Saturday, 26 March 2011

Camera Movements

Authentic camera movements, like their human- movement equivalents, never happen without a stimulus or motivation. Camera movements divide into three kinds of motivation.

Subject-motivated, where the camera follows a moving subject or adapts to a changing composition. Relatively passively, it adapts to keeping a subject in view. 
Search-motivated, in which the camera’s “mind” actively pursues a logic of inquiry or expectation. This mode probes, anticipates, hypothesizes, interrogates, and even goes ahead of the action.
Refreshment-motivated, in which the camera simulates the human tendency to look around when we run out of stimuli.

Camera movements generally have three phases:

Initial composition (static hold making an initial statement fefore the camera begins movement).

Movement (with its particular direction, speed, and even its subject to follow, such as a moving vehicle).

Concluding composition (static hold after the movement, making a concluding statement).

Camera movements from a static position

These include turning, looking up and down, and looking more closely.

Pan (short for panoramic) shots occur when the camera pivots horizontally, mimicking the way we turn our head to scan a horizontal subject like a landscape or bridge. Direction of travel is indicated as "pan left" or "pan right".

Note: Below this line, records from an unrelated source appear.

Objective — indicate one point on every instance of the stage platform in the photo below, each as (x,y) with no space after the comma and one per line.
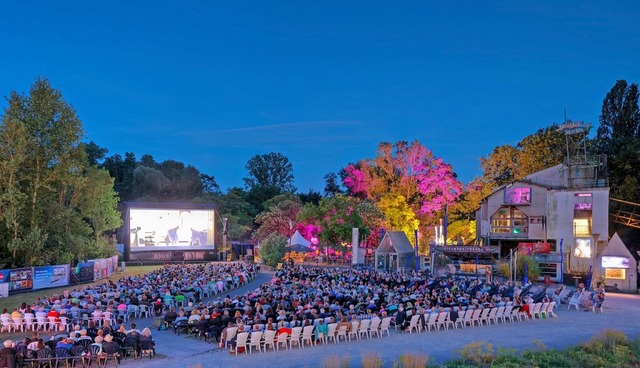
(173,253)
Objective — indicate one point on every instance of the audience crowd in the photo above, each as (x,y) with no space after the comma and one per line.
(97,315)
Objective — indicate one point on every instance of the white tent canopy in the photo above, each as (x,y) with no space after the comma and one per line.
(298,239)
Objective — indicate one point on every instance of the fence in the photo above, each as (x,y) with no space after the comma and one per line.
(18,280)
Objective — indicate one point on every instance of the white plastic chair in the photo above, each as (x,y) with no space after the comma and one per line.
(269,340)
(255,341)
(296,335)
(385,325)
(307,335)
(241,341)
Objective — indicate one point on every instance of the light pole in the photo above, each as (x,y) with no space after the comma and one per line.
(290,235)
(224,238)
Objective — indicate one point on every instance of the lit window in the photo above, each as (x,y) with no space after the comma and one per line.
(582,248)
(509,220)
(582,227)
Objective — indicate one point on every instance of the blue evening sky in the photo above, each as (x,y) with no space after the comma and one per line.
(214,83)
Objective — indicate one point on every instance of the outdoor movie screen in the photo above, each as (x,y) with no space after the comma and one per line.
(170,227)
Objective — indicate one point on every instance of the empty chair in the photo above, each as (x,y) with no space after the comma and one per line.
(475,317)
(414,323)
(432,321)
(230,334)
(42,323)
(296,335)
(283,340)
(331,331)
(484,316)
(270,340)
(255,341)
(17,323)
(341,332)
(143,311)
(575,300)
(241,341)
(363,329)
(307,335)
(460,320)
(506,315)
(384,326)
(374,327)
(353,331)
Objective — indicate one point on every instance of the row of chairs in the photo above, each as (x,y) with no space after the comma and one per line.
(301,336)
(479,317)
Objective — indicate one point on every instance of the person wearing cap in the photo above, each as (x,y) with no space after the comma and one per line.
(111,347)
(65,344)
(8,355)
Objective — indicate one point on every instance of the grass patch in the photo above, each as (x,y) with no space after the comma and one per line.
(371,360)
(30,297)
(335,362)
(412,361)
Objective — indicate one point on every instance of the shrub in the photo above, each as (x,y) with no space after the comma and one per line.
(479,353)
(335,362)
(503,269)
(412,361)
(371,360)
(532,265)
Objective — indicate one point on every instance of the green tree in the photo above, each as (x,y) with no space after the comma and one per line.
(44,201)
(282,209)
(310,197)
(541,150)
(618,136)
(398,214)
(271,170)
(95,153)
(501,166)
(273,249)
(331,185)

Tilt shots are similar, but the camera pivots vertically to reproduce the action of looking up or down the length of a vertical subject like a tree or tall building. Direction of travel is indicated as "tilt up" or "tilt down."

Zoom in or out is made with a lens of adjustable focal length. Zooming gives a forward or backward impression of movement, but picture perspective actually remains identical. This is because the size proportion between foreground and background objects stays the same. For perspective to change, the camera itself must move.

Traveling camera movements



These occur when the camera moves through space- up, down, forward, sideways, backward, or in a combination. Traveling camera movements impart a range of kinesthetic feelings associated with walking, running, approaching, climbing, ascending, descending, retreating and so on.

Craning (up or down) is a movement in which the camera is raised or lowered in relation to the subject. The movement corresponds with the feeling of sitting down or standing up- sometimes as an act of conclusion, sometimes to acquire a better sight line.

Dollying, tracking, or trucking are interchangeable names for any horizontal camera movement through space. In life, our thoughts or feelings often motivate us to move closer to or farther away from that which commands our attention. We move sideways to see better or to avoid an obstacle in our sight line. Associations with this sort of camera movement include walking, running, riding a bike, riding in a car, gliding, skating, sliding, sailing, flying, floating, or drifting.

Crab dollying is when the camera travels sideways like a crab. The equivalent is accompanying someone and looking at them sideways as you walk.

Reference:

Rabiger, M. (2008). Directing Film Techniques and Aesthetics. The Oxford: Elsevier.